Poorly calibrated monitor: Maybe here tried several adjustments.
bad pair of glasses: I'm using red/cyan gassess fro
www.3dgassessonline.com which are suppose be the best.
I thnk the problem is here in this area, saturation and contrast could be manually introduced during editing in one or more color channels. Using Auto Color could ruin it.
I use the Video FX Brightness and Contrast plug-in, If I remove it I still get the same amount of ghosting.
I need to try to adjust the saturation, next.
Would like like to know how to ajust the color channel per left or right images.
Thank You
It might also depend on how the left and right images were captured. Were they captured at exactly the same time or not. If the images were taken with the same 2D camera where you moved the camera over slightly after taking the first shot in order to take the second shot, maybe the shots aren't perfectly aligned.

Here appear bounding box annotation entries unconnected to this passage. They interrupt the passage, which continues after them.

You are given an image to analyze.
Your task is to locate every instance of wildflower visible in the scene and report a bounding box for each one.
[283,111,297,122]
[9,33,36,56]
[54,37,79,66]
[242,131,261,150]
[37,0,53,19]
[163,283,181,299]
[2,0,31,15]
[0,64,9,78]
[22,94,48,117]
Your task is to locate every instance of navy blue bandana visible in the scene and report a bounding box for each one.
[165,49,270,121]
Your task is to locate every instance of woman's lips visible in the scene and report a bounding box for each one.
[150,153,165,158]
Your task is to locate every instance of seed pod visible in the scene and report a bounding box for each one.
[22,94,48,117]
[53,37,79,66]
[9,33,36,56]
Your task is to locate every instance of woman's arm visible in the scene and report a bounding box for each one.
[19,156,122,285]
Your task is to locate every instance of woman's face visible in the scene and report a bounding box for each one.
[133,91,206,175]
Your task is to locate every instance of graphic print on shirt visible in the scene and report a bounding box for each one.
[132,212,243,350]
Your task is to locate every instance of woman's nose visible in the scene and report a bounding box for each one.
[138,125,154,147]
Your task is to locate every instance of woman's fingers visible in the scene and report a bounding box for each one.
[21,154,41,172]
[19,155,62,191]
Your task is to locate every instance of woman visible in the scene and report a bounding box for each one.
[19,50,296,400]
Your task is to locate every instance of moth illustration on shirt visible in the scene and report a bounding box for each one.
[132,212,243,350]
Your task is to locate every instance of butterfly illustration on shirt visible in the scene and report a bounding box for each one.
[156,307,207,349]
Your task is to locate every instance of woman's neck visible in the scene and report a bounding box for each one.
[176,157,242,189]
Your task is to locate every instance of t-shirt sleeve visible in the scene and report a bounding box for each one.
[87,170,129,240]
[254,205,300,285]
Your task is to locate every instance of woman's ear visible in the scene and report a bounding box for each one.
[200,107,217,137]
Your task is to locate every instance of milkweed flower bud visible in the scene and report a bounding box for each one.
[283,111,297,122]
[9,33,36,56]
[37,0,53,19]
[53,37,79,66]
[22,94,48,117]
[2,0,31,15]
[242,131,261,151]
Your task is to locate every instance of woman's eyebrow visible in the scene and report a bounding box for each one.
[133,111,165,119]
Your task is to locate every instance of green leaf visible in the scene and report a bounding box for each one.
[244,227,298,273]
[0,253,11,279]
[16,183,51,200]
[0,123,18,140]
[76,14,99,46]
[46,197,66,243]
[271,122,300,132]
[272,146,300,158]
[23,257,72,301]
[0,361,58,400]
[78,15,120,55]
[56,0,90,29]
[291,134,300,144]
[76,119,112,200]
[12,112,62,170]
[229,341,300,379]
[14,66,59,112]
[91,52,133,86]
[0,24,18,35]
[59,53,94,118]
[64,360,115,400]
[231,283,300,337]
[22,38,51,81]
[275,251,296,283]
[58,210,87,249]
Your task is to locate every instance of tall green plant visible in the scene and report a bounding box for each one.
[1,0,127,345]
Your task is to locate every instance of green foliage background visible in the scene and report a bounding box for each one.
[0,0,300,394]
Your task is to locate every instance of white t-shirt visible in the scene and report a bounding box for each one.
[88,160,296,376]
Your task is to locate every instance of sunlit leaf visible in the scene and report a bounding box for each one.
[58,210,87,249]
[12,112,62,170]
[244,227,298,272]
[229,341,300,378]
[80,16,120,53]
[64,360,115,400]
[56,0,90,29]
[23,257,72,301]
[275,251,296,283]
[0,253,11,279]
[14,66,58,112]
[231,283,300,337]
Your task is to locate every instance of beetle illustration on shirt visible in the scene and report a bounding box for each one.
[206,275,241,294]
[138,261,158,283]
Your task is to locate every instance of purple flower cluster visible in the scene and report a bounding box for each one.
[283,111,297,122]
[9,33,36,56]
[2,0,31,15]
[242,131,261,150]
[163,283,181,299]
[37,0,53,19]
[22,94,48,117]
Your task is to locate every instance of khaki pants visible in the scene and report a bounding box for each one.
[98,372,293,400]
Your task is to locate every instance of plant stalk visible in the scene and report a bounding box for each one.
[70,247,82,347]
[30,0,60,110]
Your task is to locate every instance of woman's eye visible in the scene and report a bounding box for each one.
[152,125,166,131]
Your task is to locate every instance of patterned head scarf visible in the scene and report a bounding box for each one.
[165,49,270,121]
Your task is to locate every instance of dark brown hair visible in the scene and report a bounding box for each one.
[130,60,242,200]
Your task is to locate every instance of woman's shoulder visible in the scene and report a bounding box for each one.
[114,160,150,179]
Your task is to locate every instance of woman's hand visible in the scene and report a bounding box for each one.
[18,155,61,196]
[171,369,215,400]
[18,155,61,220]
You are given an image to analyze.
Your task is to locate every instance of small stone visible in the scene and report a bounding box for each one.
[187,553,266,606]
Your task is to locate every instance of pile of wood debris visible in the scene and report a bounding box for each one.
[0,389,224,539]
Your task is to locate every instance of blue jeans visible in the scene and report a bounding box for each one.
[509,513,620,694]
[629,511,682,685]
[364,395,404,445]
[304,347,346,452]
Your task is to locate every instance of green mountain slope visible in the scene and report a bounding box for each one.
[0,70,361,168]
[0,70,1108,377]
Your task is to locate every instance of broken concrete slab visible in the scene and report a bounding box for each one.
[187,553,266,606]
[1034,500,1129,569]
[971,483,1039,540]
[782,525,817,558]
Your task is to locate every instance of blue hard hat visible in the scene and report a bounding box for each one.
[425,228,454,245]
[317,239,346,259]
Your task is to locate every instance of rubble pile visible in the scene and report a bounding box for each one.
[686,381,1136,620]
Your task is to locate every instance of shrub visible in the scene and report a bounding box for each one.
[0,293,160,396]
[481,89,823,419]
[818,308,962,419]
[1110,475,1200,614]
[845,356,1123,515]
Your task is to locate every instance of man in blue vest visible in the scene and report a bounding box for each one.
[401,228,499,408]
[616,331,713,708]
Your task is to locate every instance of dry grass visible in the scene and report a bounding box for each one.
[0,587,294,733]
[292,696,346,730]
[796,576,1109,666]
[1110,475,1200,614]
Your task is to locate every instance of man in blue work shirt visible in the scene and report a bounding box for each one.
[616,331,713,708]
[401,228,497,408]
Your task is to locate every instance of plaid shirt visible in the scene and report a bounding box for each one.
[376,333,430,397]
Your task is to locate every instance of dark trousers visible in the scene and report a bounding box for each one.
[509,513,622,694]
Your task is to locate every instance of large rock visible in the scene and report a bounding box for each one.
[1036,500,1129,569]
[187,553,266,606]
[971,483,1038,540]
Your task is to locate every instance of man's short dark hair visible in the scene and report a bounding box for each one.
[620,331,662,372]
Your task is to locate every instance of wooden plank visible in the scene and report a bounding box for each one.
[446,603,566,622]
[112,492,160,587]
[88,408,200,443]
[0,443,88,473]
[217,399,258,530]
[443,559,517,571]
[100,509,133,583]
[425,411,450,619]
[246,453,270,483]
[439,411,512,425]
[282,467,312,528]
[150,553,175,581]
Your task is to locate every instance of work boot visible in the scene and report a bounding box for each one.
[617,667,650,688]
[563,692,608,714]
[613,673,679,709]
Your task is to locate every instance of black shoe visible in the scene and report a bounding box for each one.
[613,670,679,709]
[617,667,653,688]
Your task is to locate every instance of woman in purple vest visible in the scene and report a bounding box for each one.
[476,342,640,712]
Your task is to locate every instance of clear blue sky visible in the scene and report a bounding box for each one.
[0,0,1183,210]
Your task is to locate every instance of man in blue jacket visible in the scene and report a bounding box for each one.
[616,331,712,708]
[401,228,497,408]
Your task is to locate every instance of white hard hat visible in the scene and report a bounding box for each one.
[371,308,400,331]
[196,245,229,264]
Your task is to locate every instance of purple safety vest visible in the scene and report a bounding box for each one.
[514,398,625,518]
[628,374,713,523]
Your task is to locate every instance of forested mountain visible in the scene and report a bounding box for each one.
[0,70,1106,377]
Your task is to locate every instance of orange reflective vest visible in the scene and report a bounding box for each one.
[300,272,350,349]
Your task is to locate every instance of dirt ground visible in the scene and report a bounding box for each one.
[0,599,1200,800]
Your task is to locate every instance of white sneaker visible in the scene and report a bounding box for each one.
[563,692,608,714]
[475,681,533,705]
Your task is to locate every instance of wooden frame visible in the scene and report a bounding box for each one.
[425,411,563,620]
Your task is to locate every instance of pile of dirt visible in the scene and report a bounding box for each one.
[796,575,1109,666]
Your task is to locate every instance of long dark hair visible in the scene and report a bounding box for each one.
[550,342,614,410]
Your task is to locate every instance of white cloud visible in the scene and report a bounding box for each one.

I think part of the problem is that no filter is perfect. There will always be bleed, hence overlap and gosting, between the channels. Filters have no sharp cut-off. Even with polarising glasses, the 90 degree out of phase method, there is some bleed and hence ghosting.
Another problem I ran into is when rendering an anaglyph to interlaced video, either upper field first or lower field first, such as DV-AVI. Now that produces ghosting.